Don't tell Kimberly Ellis that one person can't make a difference. She may not be able to stop a slots casino from being built next to the Hill District, but hey -- she's already been threatened with a lawsuit. And as we know from the movies, you're nobody in the gambling biz until you've seen the inside of a courtroom.
"Who knew standing up for something right and true would bring me so much attention?" Ellis says.
As you'll see elsewhere in this issue, the Hill District resident received a cease-and-desist letter from Isle of Capri, one of three companies competing for a state license to build a Pittsburgh slots parlor. The letter accuses Ellis of a "deliberate campaign to defame" the company, and threatens to "immediately commence legal action" if she doesn't pipe down.
I won't comment on the merits of Isle of Capri's legal claim, which was prompted by a false, but hardly incendiary, statement Ellis made in a letter to city council. But I will say this: Spreading misinformation and engaging in misdirected political activity -- even assuming that's what Ellis did -- happens every election year. It's a Constitutional right enjoyed by all Americans. Or at least all Americans who disagree with me.
Ellis' position on "Pittsburgh First," the booster group supporting Isle of Capri, is summed up by the signs she totes to community forums: "Pittsburgh First Means Hill District Last." No doubt that hurts people's feelings. IoC won hearts by promising to build the Penguins a new arena if it wins the license. That casino/arena complex, it pledges, will be part of a $1 billion development in the long-suffering Lower Hill.
Ellis is unconvinced. "It doesn't matter if there's a billion dollars in construction," she says. "Development is secondary to preventing a disaster."

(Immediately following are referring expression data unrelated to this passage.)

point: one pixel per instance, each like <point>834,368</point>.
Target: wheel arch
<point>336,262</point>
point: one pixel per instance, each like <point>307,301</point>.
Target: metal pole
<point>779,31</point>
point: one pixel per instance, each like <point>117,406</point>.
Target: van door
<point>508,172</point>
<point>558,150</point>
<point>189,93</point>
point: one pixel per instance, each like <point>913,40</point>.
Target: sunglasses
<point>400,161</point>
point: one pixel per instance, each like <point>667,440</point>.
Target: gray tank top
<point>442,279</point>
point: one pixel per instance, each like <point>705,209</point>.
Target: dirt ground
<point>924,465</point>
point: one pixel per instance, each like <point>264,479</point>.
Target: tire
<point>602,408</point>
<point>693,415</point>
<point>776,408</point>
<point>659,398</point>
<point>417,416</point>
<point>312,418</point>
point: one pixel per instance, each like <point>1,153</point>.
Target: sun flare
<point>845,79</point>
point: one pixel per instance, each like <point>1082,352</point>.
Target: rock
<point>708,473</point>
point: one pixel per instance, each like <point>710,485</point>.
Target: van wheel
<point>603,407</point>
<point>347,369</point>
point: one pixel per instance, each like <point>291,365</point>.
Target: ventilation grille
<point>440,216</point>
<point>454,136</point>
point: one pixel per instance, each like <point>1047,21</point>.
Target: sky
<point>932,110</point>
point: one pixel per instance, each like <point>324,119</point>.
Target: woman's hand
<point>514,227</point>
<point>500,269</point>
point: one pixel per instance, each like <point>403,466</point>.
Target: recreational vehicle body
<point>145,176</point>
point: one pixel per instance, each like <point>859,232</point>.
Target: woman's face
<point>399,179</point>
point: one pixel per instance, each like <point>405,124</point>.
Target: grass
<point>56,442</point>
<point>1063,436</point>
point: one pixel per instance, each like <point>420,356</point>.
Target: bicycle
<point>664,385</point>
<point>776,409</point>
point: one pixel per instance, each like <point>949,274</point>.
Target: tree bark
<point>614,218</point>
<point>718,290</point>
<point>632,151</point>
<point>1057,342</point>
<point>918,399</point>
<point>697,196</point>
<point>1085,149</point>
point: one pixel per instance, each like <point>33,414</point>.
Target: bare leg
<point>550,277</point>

Of the three casino bidders, only Isle of Capri's facility would be built in a residential area. If its proposal succeeds, Ellis worries, the Hill District will see firsthand the social ills that gambling can cause: increased crime and desperation, problem drinking, and so on. Few other neighborhoods, critics say, would volunteer -- or be asked -- to live next to a casino. In fact, the part of Ellis' letter that prompted IoC's threats asserted that a community group had fought the company elsewhere.
Isle of Capri says it was just trying to put a stop to misinformation, but its behavior will raise more doubts than Ellis' letter ever could have. Even Harrah's, the gambling Goliath for whom many people assume "the fix is in," doesn't act this heavy-handedly. Which is lucky for all those people who contend that "the fix is in."
It's also lucky for those who are criticizing Ellis. Some have contended she's part of a sabotage effort engineered by Isle of Capri's rivals. ("I've been asked point-blank if I'm being paid by someone else," says Ellis. "Frankly, I'd appreciate getting paid, because this is a thankless job.") Others say critics like her are wasting everyone's time. The Isle of Capri proposal has been a matter of public record since last December, after all, and the state is slated to award the license in just three weeks.
Those objections are, of course, mutually exclusive. Harrah's certainly wouldn't have waited until the 11th hour to torpedo a rival: Casinos don't profit by leaving things to chance. (Neither do their customers, generally.)
The second criticism has more merit. Hill District critics have been slow to speak up. The Penguins announced plans to build an Uptown slots casino in July 2004; drawings of the proposal were unveiled in December 2005. Yet it wasn't until Nov. 20 that Hill District church leaders held a press conference denouncing the plan. Ellis, meanwhile, went to Harrisburg with an armload of petitions opposing it last week -- half a year after the deadline for written public comments.
Ellis says she has "a negative reaction to those who criticize people on the Hill -- who have to work two jobs for our families -- for not being up on this." Fair enough. But if Isle of Capri succeeds, it will be partly because its opponents didn't have the lawyers and resources a casino can draw on.
So if critics are less than completely informed, the company shouldn't issue threats. It should thank God instead.